Russian officials didn’t respond to a request to comment.
Across the Arctic Ocean, the U.S. has been conducting ice exercises with submarines since 1947. During the 1980s, the Navy had three ice camps a year, a frequency that declined rapidly after the Cold War’s end. The Navy is considering a renewed commitment to the Arctic as a retreating ice sheet opens up new sea lanes and makes oil exploration more feasible.
As part of the exercise, which took place 150 miles off the north coast of Alaska, the Navy sent two subs beneath the Arctic Ocean to test their ability to operate, punch through the ice, find other submarines, hide and fire their torpedoes. The Navy publicized its exploits on social media.
Adm. Jonathan Greenert, chief of naval operations, who viewed the exercise, said showcasing American subs’ ability to operate and to collect intelligence in any corner of the world undetected is critical to U.S. security. The U.S. has a fleet of 72 subs compared with Russia’s approximate 60.
“If our allies and friends are reassured, that is a deterrent,” said Adm. Greenert. “It is about being able to get to any area of the world and people understanding that we can.”
The same weekend, 440 U.S. Marines concluded another Arctic exercise, this one in northern Norway with other allied troops, near the Russian border.
Norway says it plans to continue cooperating with Russia on search-and-rescue missions in the Arctic, but is reviewing its military-to-military cooperation with Moscow, said Norwegian Defense Minister Ine Eriksen Soreide. Norway is building a $125 million pier to help make it easier to move American and North Atlantic Treaty Organization military gear in and out of the country, U.S. defense officials said.

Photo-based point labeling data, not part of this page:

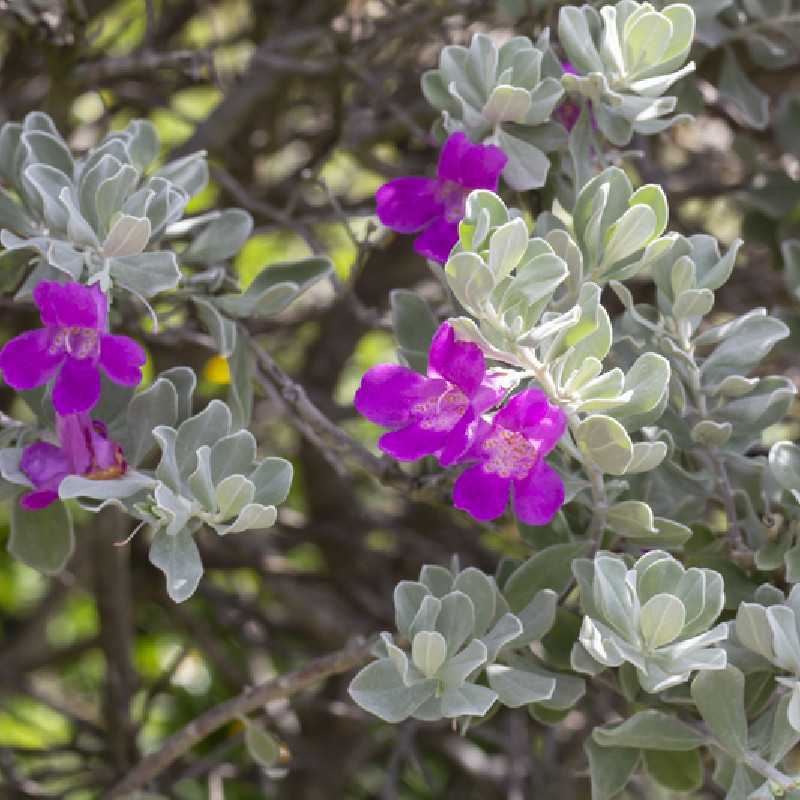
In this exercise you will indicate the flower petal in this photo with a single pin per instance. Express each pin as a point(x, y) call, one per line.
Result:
point(41, 498)
point(122, 359)
point(437, 240)
point(70, 304)
point(72, 432)
point(407, 204)
point(459, 439)
point(538, 496)
point(412, 442)
point(461, 363)
point(548, 430)
point(77, 387)
point(482, 494)
point(26, 361)
point(45, 464)
point(494, 388)
point(388, 392)
point(473, 166)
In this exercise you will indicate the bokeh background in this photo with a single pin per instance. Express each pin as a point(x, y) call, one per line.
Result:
point(305, 107)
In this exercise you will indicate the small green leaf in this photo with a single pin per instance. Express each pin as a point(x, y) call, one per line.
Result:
point(681, 772)
point(262, 746)
point(653, 730)
point(719, 697)
point(548, 569)
point(221, 239)
point(605, 443)
point(610, 767)
point(42, 539)
point(179, 559)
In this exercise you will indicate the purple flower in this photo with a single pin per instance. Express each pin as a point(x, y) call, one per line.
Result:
point(85, 450)
point(71, 346)
point(433, 415)
point(510, 453)
point(435, 206)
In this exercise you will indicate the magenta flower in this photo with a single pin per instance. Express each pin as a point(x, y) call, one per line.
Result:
point(71, 346)
point(569, 112)
point(85, 450)
point(435, 206)
point(433, 415)
point(510, 454)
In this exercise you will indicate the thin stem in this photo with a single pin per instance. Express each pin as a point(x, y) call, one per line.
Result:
point(245, 703)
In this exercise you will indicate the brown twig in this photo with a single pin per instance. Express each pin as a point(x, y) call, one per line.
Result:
point(248, 701)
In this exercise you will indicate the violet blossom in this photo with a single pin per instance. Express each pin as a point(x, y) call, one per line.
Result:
point(435, 206)
point(433, 415)
point(73, 344)
point(86, 450)
point(510, 459)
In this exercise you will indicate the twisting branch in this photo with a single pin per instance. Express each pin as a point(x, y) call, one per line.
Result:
point(317, 427)
point(248, 701)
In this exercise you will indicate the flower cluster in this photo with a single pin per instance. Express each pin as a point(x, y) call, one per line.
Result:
point(435, 206)
point(444, 414)
point(68, 353)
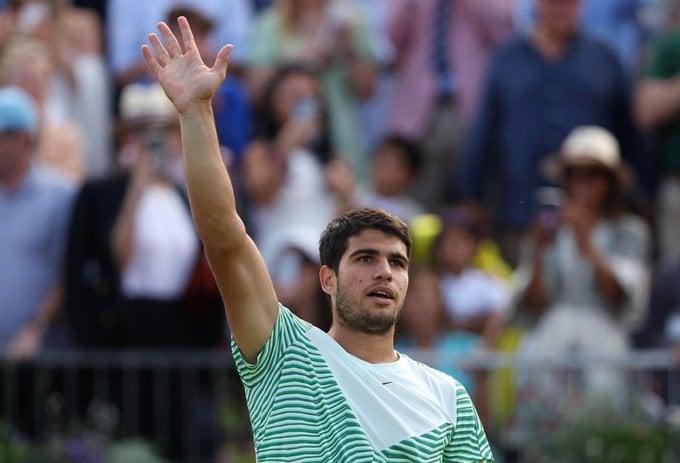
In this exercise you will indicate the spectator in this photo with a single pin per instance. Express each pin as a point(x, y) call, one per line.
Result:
point(475, 300)
point(35, 204)
point(661, 329)
point(334, 41)
point(128, 22)
point(623, 24)
point(584, 272)
point(441, 53)
point(132, 248)
point(284, 168)
point(539, 87)
point(657, 109)
point(373, 110)
point(395, 167)
point(28, 63)
point(73, 37)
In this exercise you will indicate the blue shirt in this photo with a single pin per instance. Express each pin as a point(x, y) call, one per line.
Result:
point(618, 22)
point(529, 106)
point(33, 225)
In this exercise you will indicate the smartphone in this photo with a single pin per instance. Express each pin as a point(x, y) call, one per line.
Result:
point(306, 108)
point(549, 201)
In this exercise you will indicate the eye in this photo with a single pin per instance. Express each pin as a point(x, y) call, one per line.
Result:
point(398, 263)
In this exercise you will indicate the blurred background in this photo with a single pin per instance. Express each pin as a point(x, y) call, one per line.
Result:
point(532, 146)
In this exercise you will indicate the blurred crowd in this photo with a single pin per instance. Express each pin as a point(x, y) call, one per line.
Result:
point(533, 147)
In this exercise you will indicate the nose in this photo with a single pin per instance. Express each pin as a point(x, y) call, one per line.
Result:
point(383, 270)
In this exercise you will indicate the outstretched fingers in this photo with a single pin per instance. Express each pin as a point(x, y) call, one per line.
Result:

Ms. Soreide said she didn’t want to remilitarize the border. “At the same time we do have, and want to have, situational awareness for our own country and the alliance,” she said in an interview.
Across the Arctic Ocean, Ice Camp Nautilus, this year’s base, was named after the first sub to transit the Arctic in 1958. Basically a tent and some temporary wooden shacks perched on a cracked and shifting chunk of ice, the camp conducted a variety of Arctic experiments and tests, including the ability of a new Navy satellite system to send and transmit classified data more reliably in the high north than older satellites.
This year, the first ice exercise since 2011, the Navy sent two subs—the USS New Mexico and the USS Hampton, an older Los Angeles class.
Inside the New Mexico, many of the crew was trying to pay close attention to Crimea. But underwater for weeks at a time, the crew was cut off from news reports, save for what comes from an encrypted, very-low-frequency radio signal that penetrates the ice and delivers a news report a page and a half long.
Petty Officer Third Class Christopher Willis, who was drawn to undersea service by devouring tales of submarine prowess in the Cold War, was skeptical there would be a submarine shooting war soon. The real importance of America’s undersea fleet is its intelligence gathering, he said
“It is not about putting warheads on foreheads,” he said. “It is about finding out things.”
Adm. Greenert said that despite tensions with Russia, he didn’t foresee a return to a military competition in the Arctic and hopes to restart cooperation.
But for at least a portion of the exercise, the simulated fight raged as Cmdr. Moore demonstrated his sub’s ability. As the crew prepared to fire the simulated torpedo, Sen. King asked Cmdr. Moore if there were Russian subs in the Arctic. The commander said Russian forces were usually found closer to their bases on Russia’s northern coast. But, he emphasized, a sub crew must always be listening. “We never assume we are out here alone,” he said.